Nel mondo le notizie sono un’infinità, quindi la scelta è già di per sé un arbitrio: bisogna essere molto attenti nella scelta e procedere con occhi attenti e curiosi. 

In un tuo recente articolo hai parlato del ruolo dei media e di come siano capaci di influenzare la “macchina” degli aiuti umanitari. Anche per questo il tuo impegno è spesso a favore di realtà che, non essendo giganti della cooperazione, fanno fatica a ritagliarsi uno spazio per raccontare e comunicare al grande pubblico?

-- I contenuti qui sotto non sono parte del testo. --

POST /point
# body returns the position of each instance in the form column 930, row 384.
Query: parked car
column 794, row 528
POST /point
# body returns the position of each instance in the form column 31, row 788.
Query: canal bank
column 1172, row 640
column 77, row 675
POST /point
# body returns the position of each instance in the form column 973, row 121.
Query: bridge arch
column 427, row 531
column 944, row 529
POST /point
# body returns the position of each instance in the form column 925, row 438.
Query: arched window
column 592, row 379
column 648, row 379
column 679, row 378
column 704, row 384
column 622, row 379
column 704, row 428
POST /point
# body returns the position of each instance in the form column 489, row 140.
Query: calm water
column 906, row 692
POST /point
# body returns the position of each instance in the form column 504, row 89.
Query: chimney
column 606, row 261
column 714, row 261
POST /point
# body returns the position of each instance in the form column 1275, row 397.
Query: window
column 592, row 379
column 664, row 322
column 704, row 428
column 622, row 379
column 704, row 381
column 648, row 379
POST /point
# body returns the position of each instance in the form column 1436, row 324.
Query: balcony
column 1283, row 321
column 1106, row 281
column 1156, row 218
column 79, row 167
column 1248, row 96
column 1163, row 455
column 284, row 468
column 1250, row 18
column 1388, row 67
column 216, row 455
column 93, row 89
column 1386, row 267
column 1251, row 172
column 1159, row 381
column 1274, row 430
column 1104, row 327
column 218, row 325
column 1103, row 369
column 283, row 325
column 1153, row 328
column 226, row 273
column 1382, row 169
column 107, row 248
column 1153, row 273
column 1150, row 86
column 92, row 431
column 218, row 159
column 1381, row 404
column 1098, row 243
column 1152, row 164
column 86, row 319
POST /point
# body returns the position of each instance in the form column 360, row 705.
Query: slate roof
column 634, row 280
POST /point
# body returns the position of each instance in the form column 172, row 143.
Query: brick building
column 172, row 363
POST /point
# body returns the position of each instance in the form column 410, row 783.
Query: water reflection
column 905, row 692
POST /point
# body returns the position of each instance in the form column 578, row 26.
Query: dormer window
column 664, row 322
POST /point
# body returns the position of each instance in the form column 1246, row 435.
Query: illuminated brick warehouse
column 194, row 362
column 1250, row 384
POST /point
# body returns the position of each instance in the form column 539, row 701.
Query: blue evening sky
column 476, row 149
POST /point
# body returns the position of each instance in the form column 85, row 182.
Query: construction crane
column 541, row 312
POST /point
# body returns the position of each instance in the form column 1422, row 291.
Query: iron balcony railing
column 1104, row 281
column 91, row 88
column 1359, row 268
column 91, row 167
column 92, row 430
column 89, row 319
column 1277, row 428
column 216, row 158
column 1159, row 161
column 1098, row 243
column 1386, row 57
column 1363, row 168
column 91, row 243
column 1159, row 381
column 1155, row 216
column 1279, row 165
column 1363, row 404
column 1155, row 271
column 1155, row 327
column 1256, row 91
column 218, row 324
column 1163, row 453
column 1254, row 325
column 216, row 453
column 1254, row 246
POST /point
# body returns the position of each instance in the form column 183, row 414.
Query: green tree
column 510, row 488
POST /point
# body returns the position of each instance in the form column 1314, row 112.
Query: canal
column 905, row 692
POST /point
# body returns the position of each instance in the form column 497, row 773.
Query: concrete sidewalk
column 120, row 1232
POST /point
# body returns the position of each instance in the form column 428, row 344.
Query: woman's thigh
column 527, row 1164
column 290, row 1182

Ogni giornalista ha il compito di verificare, di garantire la completezza, l’equilibrio, l’onestà e l’accuratezza della notizia. Penso che sia giusto provare a concentrarsi su aspetti di rilievo, aspetti che meritano attenzione rispetto a temi che magari per un lettore possono essere divertenti però non hanno la capacità di sollevare temi rilevanti. C’è tanta attenzione su realtà associative di grosse dimensioni e quindi naturalmente la stampa o la televisione ne parlano e le raccontano. C’è, però, anche una miriade di piccole e medie associazioni che soffrono una scarsa visibilità, non intesa come visibilità per dar lustro all’associazione, ma semplicemente perché parlando dell’associazione e di quello che fa, l’associazione può poi avere più strumenti per farlo meglio. Nel racconto giornalistico l’attenzione può e deve essere posta anche su queste realtà in modo da favorire la sensibilizzazione dell’opinione pubblica e aprire la strada anche a un intervento da parte dei decisori politici, facendo conoscere a più persone possibili queste attività fondamentali e tanto importanti.

Ringraziamo Vincenzo per il tempo dedicato a questa intervista e per descritto volti, luoghi, emozioni e speranze della grande famiglia di Comunità Solidali nel Mondo con parole tanto delicate quanto forti e dense di significato, restituendo un ritratto della Tanzania che porteremo nel cuore per molto tempo.